The European Union countries have been the principle supporters of the Palestinians since 1948. As noted previously, Arab countries contribute only 6% of the annual cost of UNRWA, which is the UN agency that has perpetuated the Palestinian camps. Other refugees have been settled elsewhere. Only the Palestinians, serving as a perpetual “victim” of Israel’s existence, have never been resettled. Now, Egypt and Jordan, which share borders with Palestinian zones, resist any effort of accept them for settlement, as I posted on before.
Now, Europe may be losing patience with the Palestinians, as it faces its own Muslim problems.

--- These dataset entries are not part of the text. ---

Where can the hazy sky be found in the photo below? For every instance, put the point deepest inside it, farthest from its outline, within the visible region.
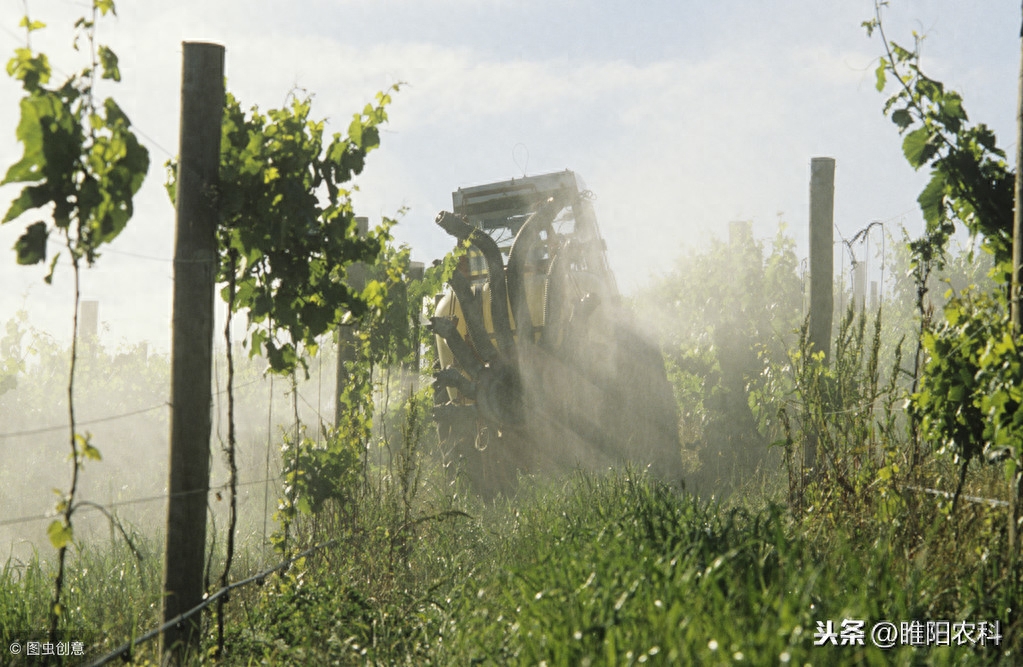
(679, 116)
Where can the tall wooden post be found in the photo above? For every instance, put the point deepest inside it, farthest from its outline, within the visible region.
(191, 342)
(821, 268)
(821, 252)
(346, 332)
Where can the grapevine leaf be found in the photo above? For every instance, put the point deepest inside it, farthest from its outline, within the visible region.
(31, 247)
(108, 60)
(902, 119)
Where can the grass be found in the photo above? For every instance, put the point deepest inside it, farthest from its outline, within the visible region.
(613, 570)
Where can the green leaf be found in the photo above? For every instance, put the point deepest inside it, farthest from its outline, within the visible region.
(31, 26)
(105, 6)
(932, 198)
(915, 146)
(108, 61)
(31, 197)
(902, 119)
(30, 133)
(59, 533)
(880, 74)
(31, 247)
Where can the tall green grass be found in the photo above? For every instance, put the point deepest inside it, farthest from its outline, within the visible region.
(602, 570)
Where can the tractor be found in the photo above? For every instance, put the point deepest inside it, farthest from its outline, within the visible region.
(540, 367)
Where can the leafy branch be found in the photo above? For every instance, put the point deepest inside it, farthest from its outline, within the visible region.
(970, 179)
(85, 165)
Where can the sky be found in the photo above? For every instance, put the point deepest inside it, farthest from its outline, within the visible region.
(679, 117)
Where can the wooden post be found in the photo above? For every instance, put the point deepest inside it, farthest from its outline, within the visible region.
(821, 269)
(191, 343)
(346, 332)
(821, 252)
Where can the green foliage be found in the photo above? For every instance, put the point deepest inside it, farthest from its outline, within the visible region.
(287, 229)
(969, 392)
(718, 315)
(972, 385)
(12, 354)
(970, 180)
(82, 158)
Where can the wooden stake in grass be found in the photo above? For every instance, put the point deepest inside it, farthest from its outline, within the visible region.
(194, 274)
(821, 268)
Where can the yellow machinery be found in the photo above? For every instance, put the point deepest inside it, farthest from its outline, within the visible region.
(539, 365)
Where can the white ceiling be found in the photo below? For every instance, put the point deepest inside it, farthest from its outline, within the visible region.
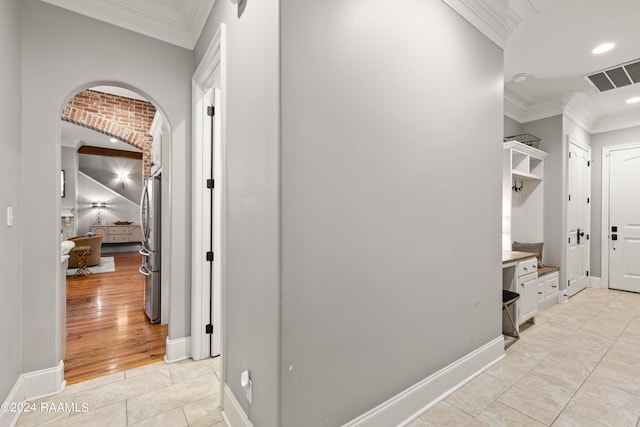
(177, 22)
(553, 48)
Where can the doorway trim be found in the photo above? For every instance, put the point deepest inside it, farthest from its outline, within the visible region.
(604, 240)
(213, 61)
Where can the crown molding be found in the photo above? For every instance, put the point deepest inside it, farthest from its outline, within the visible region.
(175, 22)
(622, 121)
(496, 19)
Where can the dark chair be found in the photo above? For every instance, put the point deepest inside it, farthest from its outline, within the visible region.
(508, 298)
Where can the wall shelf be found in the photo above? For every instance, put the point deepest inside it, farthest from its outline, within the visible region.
(526, 162)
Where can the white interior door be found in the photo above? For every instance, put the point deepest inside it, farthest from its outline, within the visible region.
(578, 218)
(624, 219)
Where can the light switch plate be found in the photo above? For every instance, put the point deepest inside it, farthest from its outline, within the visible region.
(10, 216)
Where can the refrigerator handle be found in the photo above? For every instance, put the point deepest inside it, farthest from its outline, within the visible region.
(144, 212)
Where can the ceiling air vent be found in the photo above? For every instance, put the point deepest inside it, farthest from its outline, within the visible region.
(619, 76)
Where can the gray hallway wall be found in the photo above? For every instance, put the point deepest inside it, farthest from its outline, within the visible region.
(10, 195)
(391, 209)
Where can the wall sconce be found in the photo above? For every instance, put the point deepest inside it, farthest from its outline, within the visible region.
(98, 206)
(122, 176)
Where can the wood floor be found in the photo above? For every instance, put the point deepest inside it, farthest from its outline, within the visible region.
(107, 330)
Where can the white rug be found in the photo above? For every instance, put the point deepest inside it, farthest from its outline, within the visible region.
(107, 265)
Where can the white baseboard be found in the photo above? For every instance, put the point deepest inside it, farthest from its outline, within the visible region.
(178, 349)
(31, 386)
(232, 411)
(406, 406)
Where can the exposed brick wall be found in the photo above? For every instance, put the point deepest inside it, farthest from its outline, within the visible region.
(127, 119)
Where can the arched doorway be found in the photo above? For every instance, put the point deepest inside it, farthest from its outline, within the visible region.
(106, 130)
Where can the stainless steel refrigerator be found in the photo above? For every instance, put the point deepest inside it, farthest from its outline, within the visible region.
(150, 268)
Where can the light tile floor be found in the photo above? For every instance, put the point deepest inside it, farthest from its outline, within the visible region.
(579, 365)
(185, 393)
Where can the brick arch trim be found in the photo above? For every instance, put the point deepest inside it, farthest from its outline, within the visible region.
(119, 117)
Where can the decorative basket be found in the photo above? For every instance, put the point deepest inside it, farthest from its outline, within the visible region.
(525, 138)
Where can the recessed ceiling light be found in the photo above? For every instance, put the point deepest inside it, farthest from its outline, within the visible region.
(518, 78)
(605, 47)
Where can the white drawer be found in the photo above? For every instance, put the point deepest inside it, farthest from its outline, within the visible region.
(541, 292)
(552, 285)
(527, 266)
(120, 229)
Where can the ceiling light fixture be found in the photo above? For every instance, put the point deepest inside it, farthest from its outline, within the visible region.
(519, 78)
(605, 47)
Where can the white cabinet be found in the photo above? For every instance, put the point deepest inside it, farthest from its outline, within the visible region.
(522, 194)
(528, 285)
(548, 286)
(118, 233)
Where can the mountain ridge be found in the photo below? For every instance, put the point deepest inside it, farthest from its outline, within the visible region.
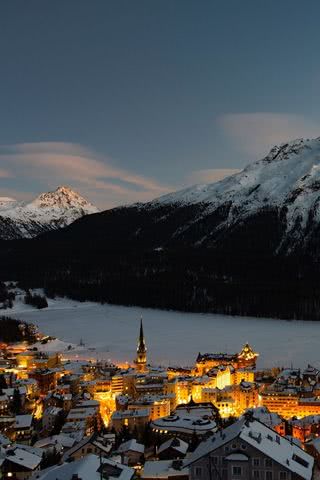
(48, 211)
(247, 245)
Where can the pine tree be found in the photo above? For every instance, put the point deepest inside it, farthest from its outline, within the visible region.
(16, 402)
(3, 383)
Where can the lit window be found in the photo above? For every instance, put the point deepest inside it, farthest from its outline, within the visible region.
(237, 471)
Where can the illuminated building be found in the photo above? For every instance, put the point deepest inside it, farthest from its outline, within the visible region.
(141, 358)
(157, 406)
(245, 359)
(130, 419)
(46, 380)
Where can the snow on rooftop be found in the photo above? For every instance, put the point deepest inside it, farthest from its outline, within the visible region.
(87, 468)
(24, 458)
(280, 449)
(131, 445)
(23, 421)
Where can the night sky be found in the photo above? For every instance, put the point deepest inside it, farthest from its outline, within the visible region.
(125, 100)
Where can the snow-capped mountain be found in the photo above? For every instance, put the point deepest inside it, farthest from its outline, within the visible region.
(286, 181)
(247, 245)
(49, 211)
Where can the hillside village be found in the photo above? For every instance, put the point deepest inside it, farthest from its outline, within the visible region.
(85, 419)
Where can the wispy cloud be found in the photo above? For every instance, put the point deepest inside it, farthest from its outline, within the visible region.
(4, 173)
(210, 175)
(256, 133)
(55, 163)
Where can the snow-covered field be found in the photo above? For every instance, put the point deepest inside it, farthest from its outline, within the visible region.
(173, 338)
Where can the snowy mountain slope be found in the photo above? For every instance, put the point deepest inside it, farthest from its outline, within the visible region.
(49, 211)
(247, 245)
(286, 181)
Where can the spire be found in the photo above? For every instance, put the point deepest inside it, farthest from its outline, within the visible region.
(141, 342)
(141, 358)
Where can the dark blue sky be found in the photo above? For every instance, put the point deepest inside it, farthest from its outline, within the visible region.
(150, 95)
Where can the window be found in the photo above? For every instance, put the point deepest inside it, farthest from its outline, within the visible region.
(237, 471)
(198, 471)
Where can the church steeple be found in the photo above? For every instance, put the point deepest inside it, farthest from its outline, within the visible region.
(141, 358)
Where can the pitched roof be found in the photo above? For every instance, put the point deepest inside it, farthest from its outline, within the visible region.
(264, 439)
(87, 468)
(175, 443)
(131, 445)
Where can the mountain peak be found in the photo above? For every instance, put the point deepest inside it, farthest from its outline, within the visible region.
(63, 198)
(48, 211)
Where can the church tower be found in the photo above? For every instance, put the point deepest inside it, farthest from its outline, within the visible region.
(141, 358)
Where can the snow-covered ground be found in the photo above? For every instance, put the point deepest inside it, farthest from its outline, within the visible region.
(173, 338)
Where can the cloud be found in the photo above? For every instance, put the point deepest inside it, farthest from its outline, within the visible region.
(210, 175)
(256, 133)
(4, 173)
(55, 163)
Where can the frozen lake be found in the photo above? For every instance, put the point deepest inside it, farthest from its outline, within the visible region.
(173, 337)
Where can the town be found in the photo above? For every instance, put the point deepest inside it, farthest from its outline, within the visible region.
(222, 418)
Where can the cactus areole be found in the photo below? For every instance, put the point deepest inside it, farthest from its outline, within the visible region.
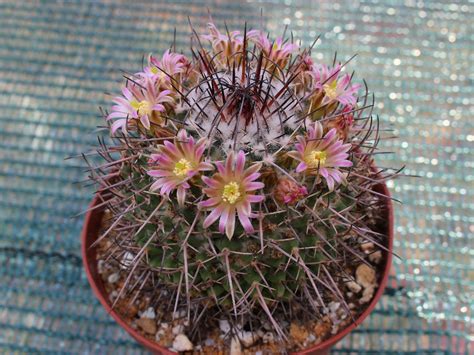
(239, 185)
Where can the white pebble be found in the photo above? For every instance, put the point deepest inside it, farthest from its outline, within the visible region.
(182, 343)
(224, 326)
(127, 259)
(178, 329)
(235, 348)
(209, 342)
(149, 313)
(354, 286)
(247, 338)
(113, 278)
(268, 337)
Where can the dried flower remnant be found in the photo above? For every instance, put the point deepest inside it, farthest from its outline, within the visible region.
(289, 191)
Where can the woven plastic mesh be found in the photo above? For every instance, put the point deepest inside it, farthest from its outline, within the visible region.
(58, 58)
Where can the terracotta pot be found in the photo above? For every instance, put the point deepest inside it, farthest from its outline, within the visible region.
(90, 233)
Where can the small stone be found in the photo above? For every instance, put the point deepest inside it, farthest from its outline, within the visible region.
(365, 276)
(376, 257)
(127, 259)
(268, 337)
(182, 343)
(113, 295)
(209, 342)
(149, 313)
(334, 306)
(322, 329)
(159, 334)
(224, 326)
(235, 348)
(113, 278)
(367, 247)
(353, 286)
(101, 266)
(267, 326)
(147, 325)
(178, 329)
(179, 314)
(247, 338)
(367, 295)
(298, 333)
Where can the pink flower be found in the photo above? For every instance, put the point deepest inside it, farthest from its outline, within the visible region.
(138, 105)
(343, 122)
(176, 163)
(289, 192)
(277, 52)
(226, 47)
(335, 88)
(321, 154)
(231, 191)
(171, 66)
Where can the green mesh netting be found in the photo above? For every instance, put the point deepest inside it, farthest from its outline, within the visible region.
(58, 58)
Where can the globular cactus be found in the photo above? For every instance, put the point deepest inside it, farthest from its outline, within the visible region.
(241, 179)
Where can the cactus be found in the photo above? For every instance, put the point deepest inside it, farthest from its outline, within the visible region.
(241, 180)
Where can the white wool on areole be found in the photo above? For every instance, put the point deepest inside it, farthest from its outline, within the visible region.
(263, 131)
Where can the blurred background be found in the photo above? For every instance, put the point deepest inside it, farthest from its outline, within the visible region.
(57, 61)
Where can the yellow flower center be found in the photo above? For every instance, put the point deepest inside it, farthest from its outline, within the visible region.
(182, 168)
(331, 90)
(316, 158)
(143, 107)
(231, 192)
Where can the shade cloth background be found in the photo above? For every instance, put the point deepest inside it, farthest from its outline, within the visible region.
(58, 58)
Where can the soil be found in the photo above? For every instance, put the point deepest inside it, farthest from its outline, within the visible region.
(169, 329)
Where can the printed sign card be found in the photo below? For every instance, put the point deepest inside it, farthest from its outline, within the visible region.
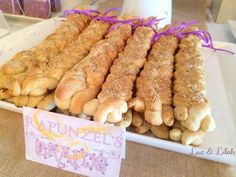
(80, 146)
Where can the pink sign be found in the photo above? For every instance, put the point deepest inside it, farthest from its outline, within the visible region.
(73, 144)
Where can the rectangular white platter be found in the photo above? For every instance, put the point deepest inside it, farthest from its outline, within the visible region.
(220, 83)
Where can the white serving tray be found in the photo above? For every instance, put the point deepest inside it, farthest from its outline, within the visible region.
(220, 83)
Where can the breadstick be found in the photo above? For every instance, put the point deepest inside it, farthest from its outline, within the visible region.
(83, 82)
(51, 46)
(47, 77)
(191, 106)
(153, 96)
(118, 87)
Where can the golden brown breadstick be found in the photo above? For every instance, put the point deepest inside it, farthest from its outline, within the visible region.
(37, 56)
(191, 106)
(153, 96)
(118, 87)
(47, 77)
(83, 82)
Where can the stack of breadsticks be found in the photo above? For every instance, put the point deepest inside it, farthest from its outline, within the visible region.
(191, 108)
(115, 73)
(14, 72)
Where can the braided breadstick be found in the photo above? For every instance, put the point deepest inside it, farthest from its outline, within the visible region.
(191, 105)
(153, 96)
(118, 87)
(48, 76)
(83, 82)
(29, 59)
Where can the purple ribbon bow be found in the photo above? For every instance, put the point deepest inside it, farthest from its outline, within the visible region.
(178, 31)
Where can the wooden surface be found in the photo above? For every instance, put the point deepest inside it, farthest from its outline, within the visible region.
(141, 161)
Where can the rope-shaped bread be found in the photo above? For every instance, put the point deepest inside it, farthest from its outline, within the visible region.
(83, 82)
(46, 77)
(118, 87)
(191, 106)
(13, 72)
(154, 85)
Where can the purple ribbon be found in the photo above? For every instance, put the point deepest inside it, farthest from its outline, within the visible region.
(85, 12)
(178, 31)
(113, 19)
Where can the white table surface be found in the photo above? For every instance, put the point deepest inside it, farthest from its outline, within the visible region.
(219, 32)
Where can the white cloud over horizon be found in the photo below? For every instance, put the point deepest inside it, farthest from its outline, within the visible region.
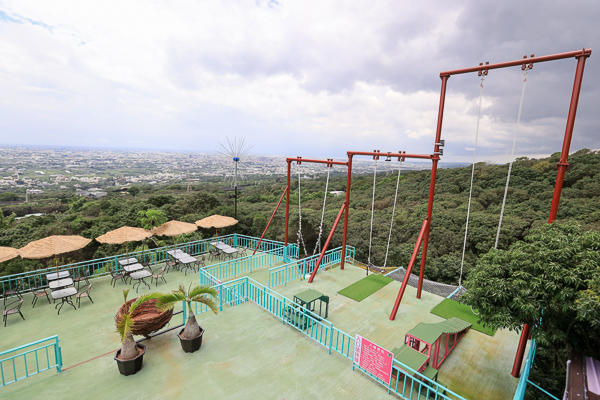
(294, 78)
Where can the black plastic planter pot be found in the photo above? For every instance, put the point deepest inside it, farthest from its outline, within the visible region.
(130, 367)
(191, 345)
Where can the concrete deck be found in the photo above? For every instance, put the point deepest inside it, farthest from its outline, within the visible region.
(246, 352)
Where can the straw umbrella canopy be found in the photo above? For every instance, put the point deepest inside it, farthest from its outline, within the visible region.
(174, 228)
(8, 253)
(53, 246)
(125, 235)
(216, 221)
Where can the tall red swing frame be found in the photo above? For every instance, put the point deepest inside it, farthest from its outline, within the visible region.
(423, 238)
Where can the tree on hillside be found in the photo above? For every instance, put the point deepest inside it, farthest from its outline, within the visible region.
(550, 281)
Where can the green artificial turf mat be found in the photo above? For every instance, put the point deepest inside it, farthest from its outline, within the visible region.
(450, 308)
(365, 287)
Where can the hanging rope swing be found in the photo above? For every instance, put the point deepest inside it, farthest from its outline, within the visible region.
(369, 263)
(526, 69)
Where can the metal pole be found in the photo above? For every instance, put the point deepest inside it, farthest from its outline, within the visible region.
(287, 204)
(436, 149)
(409, 270)
(337, 220)
(563, 164)
(269, 223)
(516, 372)
(345, 234)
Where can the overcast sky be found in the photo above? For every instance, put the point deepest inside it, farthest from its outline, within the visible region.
(308, 78)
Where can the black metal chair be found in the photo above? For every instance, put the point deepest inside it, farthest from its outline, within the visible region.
(38, 294)
(11, 308)
(85, 293)
(243, 250)
(159, 275)
(82, 277)
(16, 291)
(116, 277)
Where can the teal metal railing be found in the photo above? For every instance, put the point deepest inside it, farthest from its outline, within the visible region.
(103, 266)
(407, 383)
(30, 359)
(283, 274)
(524, 380)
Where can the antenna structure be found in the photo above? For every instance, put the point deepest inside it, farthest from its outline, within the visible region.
(234, 150)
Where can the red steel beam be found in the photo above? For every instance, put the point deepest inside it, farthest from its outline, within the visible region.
(563, 164)
(329, 163)
(287, 204)
(520, 351)
(390, 154)
(481, 68)
(337, 220)
(269, 223)
(436, 149)
(409, 270)
(345, 234)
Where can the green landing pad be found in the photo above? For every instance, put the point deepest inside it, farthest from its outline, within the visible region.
(362, 289)
(450, 308)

Europe was a Middle East counterbalance – generally sympathetic to Palestinians as the weaker party, critical of an unqualified US backing of Israel. The Palestine Liberation Organization had offices in Europe. France’s Navy helped Yasser Arafat escape Tripoli in 1983. Europe backed the Oslo Accords, and saw the Palestinian cause as a fight for territory and statehood.
Yet Europe’s traditional position on the Arab dispute has been quietly changing: It is gravitating closer to a US-Israeli framing of a war on terror, a “clash of civilizations,” with a subtext of concern about the rise of Islam – and away from an emphasis on core grievances of Palestinians, like the ongoing Israeli settlements in the West Bank and East Jerusalem, and “occupation.”
As Europeans witness violent anti-Israel rallies that burn cars and murder Jews who have nothing to do with Israel, they may be coming to see the serpent they have clasped to their collective breast.
Public support for Arabs is down due social tensions with Muslim immigrants. “Europe fears an Islamist threat, whether internal or external, and this has begun to change the overall views on the Israel-Palestine conflict,” says Aude Signoles of the University of La Réunion. “There is a general ‘Arab fatigue’ in Europe,” says Denis Bauchard of L’Institut français des relations internationales.
A Pew Global Attitudes poll in 2006 found that French sympathies were evenly divided (38 percent) between those sympathizing with the Palestinians and with Israel, marking a doubling of support for Israel and a 10 percent gain for Palestinians over the previous two years. In Germany, 37 percent sympathized with Israel – an increase of 13 points over 2004 and more than double those who supported the Palestinians.
This is a change and may be a sign that the Palestinians should become more realistic about their goals.